Finding the Special Initial Velocity in a kx Force System

[treynolds147]

Homework Statement

A particle of mass m is subject to a force F(x) = kx, with k > 0. What is the most general form of x(t)? If the particle starts out at x₀, what is the one special value of the initial velocity for which the particle doesn't eventually get far away from the origin?

Homework Equations

[itex]m\ddot{x} = kx[/itex]

The Attempt at a Solution

So the general solution is [itex]x(t) = Ae^{\omega t} + Be^{-\omega t}[/itex], with [itex]\omega = \sqrt{\frac{k}{m}}[/itex] of course. My issue is with the second part of the question; as far as I understand it, it wants me to figure out for what value of v₀ makes it so that the first term of the general solution doesn't dominate (since that term would see x increase to infinity, whereas the second term would see x approaching the x-axis). If that's what the question is asking, I'm not quite sure how I'd go about that! Any hints and help would be much appreciated.

 

[HallsofIvy]

Yes, x will go indefinitely away from [itex]x_0[/itex] as long as A is not 0.
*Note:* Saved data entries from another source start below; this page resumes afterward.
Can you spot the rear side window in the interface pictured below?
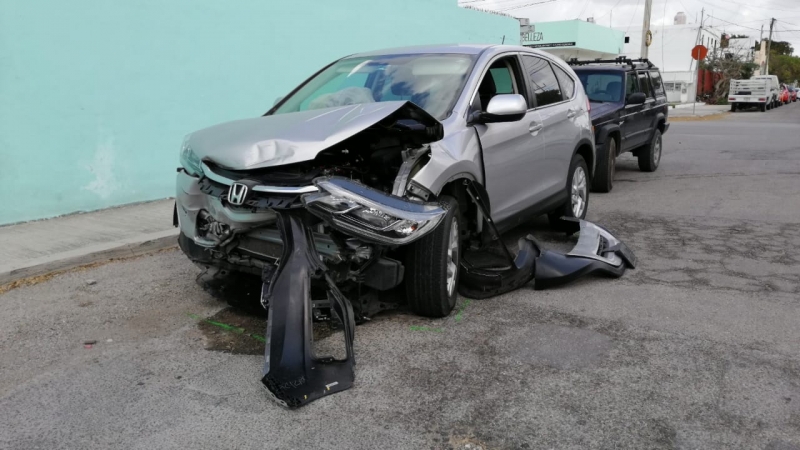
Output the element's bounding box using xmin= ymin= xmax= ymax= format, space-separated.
xmin=553 ymin=65 xmax=576 ymax=100
xmin=637 ymin=72 xmax=654 ymax=98
xmin=521 ymin=55 xmax=563 ymax=108
xmin=649 ymin=71 xmax=665 ymax=97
You have the initial values [itex]x(0)= x_0[/itex] and [itex]x'(0)= v_0[/itex]. What value of [itex]v_0[/itex] gives A= 0?

 

[treynolds147]

Okay, so if A is going to be 0, I get
[itex] v_{0} = -B\omega [/itex].
Owing to the fact that [itex] x(0) = x_{0} = A + B [/itex], and seeing as how A = 0, this gives me a value of
[itex] v_{0} = -x_{0}\omega [/itex].
Does that sound right?